Solution:  (Continued)

   For FBD 1:      ↑ ∑ F_y  =  0 ,      N  ˗  Mg  =  0                                (1)    

                   →  ∑  F_x = M a_B ,       F =  M a_B                                      (2)

   For FBD 2:   →  ∑  F_x = m a_C ,       P  ˗  F  =  m a_C           So  P  =  F  +  m a_C             (3)

For sliding to impend   F  =  μ N  =  μ Mg     So by eq. (2)      μMg  =  M a_B    and   a_B  =  μ g

But if sliding motion impends    a_B  =  a_C     and from eq. (3)         P  =  μ (M + m) g       (result)

For tipping to impend the normal force acts at the corner A of block B.  Then summing moments

taking counterclockwise as positive:  Note:  α  =  0 k  since block  B  is translating.
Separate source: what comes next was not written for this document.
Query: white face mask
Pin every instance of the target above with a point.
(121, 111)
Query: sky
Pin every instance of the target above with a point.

      M_B  =  0 k       F(h/2)  ˗ Mg(h/6)  =  0   and   F  =  (1/3)  Mg                          (4)

 Then eqs (2) and (4) give                                   a_B  = (1/3) g                                (5)

Again if tipping impends     a_C  =  a_B             and from eq. (3 )

             P  =  (1/3)Mg + m (1/3)g  or   P  =  (1/3)(M+m)g                (result if tipping impends)

Now if friction is such that  μ = 1/4  sliding impends when    P  =  (1/4) (M + m)g.

So for  μ = 1/4,  sliding will impend before tipping.          (result)